7.0
- Band: LIFE OF AGONY
- Durata: 01:34:34
- Disponibile dal: 13/10/2003
- Etichetta:
- SPV Records
- Distributore: Audioglobe
Eravamo nel pieno del fenomeno grunge, in quegli anni in cui dagli States arrivavano i vari Faith No More, SoundGarden et similia e la giovane creatura guidata da Keith Caputo si presentava sul mercato con il bellissimo “River Runs Red”, episodio migliore della loro discografia, un platter hard rock dalle venature sanguigne, quasi punk ma non privo di una sua piacevole originalità.

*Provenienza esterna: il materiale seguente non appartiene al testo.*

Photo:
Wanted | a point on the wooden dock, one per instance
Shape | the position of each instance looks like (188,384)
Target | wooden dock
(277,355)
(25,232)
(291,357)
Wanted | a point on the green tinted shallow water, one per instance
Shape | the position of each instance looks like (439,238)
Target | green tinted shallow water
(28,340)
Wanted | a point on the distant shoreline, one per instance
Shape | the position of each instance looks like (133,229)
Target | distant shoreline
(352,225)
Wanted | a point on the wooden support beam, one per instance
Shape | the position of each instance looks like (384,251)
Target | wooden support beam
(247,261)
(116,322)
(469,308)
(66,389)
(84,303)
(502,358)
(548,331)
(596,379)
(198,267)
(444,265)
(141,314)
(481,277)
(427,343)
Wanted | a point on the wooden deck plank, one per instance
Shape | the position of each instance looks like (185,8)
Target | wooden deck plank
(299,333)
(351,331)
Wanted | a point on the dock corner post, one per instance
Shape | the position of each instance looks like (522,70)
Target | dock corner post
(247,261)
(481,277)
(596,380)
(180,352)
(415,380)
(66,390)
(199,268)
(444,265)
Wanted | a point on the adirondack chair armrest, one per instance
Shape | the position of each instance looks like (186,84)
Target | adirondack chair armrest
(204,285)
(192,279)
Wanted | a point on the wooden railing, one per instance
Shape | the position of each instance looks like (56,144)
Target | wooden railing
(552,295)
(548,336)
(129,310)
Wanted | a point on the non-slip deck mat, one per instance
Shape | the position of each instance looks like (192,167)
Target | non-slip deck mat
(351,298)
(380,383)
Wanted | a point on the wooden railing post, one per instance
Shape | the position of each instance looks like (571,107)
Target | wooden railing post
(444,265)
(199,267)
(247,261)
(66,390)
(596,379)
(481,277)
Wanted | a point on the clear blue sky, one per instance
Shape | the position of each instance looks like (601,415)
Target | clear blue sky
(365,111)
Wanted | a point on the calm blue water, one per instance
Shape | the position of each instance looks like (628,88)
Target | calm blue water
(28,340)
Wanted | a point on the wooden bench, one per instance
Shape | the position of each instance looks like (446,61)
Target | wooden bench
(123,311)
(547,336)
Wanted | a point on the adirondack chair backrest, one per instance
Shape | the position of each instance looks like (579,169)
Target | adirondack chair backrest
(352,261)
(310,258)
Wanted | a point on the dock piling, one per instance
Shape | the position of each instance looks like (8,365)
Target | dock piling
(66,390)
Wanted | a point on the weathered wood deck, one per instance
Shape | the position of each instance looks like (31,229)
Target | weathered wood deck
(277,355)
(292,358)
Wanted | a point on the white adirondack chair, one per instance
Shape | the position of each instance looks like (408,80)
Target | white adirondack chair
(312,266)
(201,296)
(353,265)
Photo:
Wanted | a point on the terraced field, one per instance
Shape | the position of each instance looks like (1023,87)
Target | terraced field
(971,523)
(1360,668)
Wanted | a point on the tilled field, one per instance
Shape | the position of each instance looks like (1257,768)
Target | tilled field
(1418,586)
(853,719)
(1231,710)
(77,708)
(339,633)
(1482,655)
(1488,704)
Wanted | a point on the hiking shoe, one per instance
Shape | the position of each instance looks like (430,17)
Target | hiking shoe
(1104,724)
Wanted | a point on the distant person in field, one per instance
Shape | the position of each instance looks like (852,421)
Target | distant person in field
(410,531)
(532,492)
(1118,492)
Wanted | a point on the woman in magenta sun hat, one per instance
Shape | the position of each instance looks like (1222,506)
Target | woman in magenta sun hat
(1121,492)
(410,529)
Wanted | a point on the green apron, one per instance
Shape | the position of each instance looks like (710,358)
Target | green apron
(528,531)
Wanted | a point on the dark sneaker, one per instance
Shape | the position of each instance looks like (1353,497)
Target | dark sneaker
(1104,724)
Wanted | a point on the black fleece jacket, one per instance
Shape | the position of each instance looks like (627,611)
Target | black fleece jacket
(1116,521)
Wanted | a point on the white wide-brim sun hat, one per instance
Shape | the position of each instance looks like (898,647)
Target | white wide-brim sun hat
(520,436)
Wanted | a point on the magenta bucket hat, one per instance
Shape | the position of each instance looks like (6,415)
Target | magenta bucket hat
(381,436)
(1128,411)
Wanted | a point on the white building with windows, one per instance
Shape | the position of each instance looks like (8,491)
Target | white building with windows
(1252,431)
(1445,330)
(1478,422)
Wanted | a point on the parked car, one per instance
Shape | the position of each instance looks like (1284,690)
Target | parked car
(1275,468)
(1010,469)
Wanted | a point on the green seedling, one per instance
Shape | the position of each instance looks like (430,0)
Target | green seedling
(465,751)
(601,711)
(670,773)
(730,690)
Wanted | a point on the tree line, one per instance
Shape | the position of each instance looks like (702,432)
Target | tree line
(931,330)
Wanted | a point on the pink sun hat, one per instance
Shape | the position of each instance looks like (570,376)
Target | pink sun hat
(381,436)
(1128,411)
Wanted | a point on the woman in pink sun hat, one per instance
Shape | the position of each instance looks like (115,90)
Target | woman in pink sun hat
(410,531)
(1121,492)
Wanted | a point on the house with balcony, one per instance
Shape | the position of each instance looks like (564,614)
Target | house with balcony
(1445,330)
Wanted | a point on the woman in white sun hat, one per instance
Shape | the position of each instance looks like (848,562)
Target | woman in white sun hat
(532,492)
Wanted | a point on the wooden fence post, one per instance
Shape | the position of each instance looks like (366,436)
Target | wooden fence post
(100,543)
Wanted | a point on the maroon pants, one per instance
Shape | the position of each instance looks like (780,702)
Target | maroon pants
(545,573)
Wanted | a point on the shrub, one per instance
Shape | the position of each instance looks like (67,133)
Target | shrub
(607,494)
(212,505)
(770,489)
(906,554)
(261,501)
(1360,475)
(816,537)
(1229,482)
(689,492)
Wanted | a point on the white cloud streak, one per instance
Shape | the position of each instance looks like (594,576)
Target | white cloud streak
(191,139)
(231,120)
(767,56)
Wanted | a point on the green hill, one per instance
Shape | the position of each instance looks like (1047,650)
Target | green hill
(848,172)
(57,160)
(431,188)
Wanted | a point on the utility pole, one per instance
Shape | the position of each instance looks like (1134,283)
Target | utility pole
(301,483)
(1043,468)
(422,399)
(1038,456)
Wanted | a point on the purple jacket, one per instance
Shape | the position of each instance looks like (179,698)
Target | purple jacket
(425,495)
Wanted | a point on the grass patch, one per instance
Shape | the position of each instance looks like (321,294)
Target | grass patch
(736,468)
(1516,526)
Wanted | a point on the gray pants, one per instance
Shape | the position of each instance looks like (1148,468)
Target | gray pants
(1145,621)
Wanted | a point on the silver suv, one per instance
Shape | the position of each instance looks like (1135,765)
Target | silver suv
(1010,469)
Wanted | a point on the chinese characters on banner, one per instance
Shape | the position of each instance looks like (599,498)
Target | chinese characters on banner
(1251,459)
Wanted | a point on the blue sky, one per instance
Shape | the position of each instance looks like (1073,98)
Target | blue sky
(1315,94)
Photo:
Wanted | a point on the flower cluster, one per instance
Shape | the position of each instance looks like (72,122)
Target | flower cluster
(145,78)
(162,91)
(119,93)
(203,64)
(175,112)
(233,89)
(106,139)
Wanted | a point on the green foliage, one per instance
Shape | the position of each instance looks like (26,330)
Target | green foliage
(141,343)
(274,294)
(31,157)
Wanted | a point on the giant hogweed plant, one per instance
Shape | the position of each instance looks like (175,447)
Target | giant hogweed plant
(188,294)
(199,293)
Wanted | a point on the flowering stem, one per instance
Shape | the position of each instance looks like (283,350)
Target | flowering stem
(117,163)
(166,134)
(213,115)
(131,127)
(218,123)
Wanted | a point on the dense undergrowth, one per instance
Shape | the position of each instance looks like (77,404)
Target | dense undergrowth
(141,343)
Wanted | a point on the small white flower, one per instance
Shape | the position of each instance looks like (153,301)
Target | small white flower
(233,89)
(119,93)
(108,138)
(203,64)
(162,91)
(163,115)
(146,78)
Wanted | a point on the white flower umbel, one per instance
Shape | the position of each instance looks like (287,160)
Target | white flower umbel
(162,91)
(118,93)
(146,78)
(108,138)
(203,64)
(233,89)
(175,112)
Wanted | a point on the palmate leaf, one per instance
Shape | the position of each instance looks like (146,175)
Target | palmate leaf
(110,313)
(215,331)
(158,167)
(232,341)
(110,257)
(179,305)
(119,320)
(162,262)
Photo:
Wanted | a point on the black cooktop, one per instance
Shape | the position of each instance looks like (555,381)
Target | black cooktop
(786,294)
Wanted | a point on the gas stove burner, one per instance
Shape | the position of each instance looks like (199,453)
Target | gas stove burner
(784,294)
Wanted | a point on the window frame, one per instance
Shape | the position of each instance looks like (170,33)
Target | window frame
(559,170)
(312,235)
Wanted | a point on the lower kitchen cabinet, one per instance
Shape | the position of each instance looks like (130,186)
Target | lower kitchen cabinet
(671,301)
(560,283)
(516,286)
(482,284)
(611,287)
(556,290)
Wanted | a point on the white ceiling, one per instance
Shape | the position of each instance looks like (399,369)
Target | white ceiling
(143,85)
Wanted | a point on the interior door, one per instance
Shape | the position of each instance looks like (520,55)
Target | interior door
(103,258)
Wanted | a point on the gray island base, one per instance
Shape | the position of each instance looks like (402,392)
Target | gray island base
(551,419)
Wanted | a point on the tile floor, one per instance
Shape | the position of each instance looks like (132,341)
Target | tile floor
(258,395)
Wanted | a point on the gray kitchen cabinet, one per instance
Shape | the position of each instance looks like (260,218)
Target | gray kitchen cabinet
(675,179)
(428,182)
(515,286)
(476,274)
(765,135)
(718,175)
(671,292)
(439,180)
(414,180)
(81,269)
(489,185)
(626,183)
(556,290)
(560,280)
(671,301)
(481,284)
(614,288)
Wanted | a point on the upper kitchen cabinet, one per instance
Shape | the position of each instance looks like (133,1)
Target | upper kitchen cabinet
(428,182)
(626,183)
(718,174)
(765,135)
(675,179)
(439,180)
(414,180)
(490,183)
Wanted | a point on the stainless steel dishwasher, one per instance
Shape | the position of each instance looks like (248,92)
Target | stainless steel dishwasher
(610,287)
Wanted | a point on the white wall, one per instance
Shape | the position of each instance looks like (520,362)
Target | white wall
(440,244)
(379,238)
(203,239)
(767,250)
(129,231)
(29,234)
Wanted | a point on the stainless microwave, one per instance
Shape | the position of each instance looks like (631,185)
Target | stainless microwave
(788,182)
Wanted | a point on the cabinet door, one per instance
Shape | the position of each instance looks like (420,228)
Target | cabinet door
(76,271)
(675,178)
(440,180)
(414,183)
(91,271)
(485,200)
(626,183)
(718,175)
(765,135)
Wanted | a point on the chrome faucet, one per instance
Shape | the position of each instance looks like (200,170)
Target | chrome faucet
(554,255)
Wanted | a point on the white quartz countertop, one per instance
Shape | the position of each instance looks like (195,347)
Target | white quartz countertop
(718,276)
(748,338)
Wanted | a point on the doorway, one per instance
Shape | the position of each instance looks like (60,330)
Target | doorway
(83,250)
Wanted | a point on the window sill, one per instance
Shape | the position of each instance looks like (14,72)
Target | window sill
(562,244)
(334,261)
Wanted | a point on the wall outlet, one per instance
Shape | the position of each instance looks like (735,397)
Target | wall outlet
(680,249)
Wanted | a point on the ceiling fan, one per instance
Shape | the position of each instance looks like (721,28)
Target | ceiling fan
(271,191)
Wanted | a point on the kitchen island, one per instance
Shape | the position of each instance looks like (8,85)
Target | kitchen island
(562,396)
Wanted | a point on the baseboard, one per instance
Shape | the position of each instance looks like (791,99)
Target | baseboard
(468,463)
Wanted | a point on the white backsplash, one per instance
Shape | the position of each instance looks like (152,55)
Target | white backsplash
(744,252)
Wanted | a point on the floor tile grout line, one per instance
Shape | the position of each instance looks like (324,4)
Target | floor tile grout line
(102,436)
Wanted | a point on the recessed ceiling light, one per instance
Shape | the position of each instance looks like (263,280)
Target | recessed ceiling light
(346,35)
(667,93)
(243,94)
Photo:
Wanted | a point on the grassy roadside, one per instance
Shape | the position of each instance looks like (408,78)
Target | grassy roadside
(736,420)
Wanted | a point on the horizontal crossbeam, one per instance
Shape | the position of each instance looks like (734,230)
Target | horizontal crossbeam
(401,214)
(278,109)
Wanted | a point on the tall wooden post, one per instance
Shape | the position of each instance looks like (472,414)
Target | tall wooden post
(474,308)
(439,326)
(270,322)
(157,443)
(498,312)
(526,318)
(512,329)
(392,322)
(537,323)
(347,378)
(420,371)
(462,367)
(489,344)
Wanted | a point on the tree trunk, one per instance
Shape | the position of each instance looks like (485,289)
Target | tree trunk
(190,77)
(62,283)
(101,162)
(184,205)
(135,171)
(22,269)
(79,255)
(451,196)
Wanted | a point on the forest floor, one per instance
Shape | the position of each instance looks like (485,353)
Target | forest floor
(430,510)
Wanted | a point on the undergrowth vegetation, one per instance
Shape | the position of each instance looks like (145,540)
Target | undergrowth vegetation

Poi la band si è persa nel limbo nel music business americano, e ha cessato la propria attività artistica a cavallo tra il 1996 e il 1997. Fino a quando, nel gennaio di questo anno, la band è stata protagonista di una serie di show completamente sold out tenutisi all’Irving Plaza di New York che a quanto pare, stando a quanto dicono, probabilmente non saranno il preludio ad una vera e propria reunion, almeno per ora. La registrazione è davvero molto buona, e fa trasparire chiaramente il trasporto con il quale la band ha suonato dopo così tanti anni di assenza, come altrettanto sincero è il calore dell’audience spesso protagonista tra una canzone e l’altra e nella maggior parte dei cori. L’album si apre alla grande con due must tratti da “River Runs Red”: la title track stessa e la bellissima “This Time”, nelle quali lo stesso Keith Caputo dimostra un invidiabile stato di forma per il quale l’attività solista successiva allo split della band ha indubbiamente giovato al frontman italo americano. Pregevoli anche la brillante esecuzione di “Method Of Groove”, il trasporto di “How It Would Be” e, nel secondo cd, di “Tangerne” e “Throght And Throught,” l’ultima delle diciotto tracce suonate dal vivo. Come bonus track troviamo anche materiale dei vari progetti solisti che hanno visto coinvolti i membri della band, ossia gli Among Thieves di Alan Robert, gli allucinati Supermassiv di Sal Abruscato ed una traccia solista di Keith Caputo, la cui impronta artistica è più ascrivibile al materiale dei Life Of Agony. Cosa dire di un disco live? Che sicuramente rappresenta un’ottima chance, per chiunque, di venire a contatto con una band che dal vivo è sempre stata capace di dare il meglio di sé. Ottimo cd da tenere in macchina per i lunghi viaggi! Una reunion a quanto pare estemporanea (qualcosa invece mi dice che non sarà così, Nda) per regalare ai fan alcuni flashback di una band che, seppur nel corso di una carriera corta, ha saputo regalare diverse emozioni dimostrando di non voler scendere a patti con il mainstream musicale americano.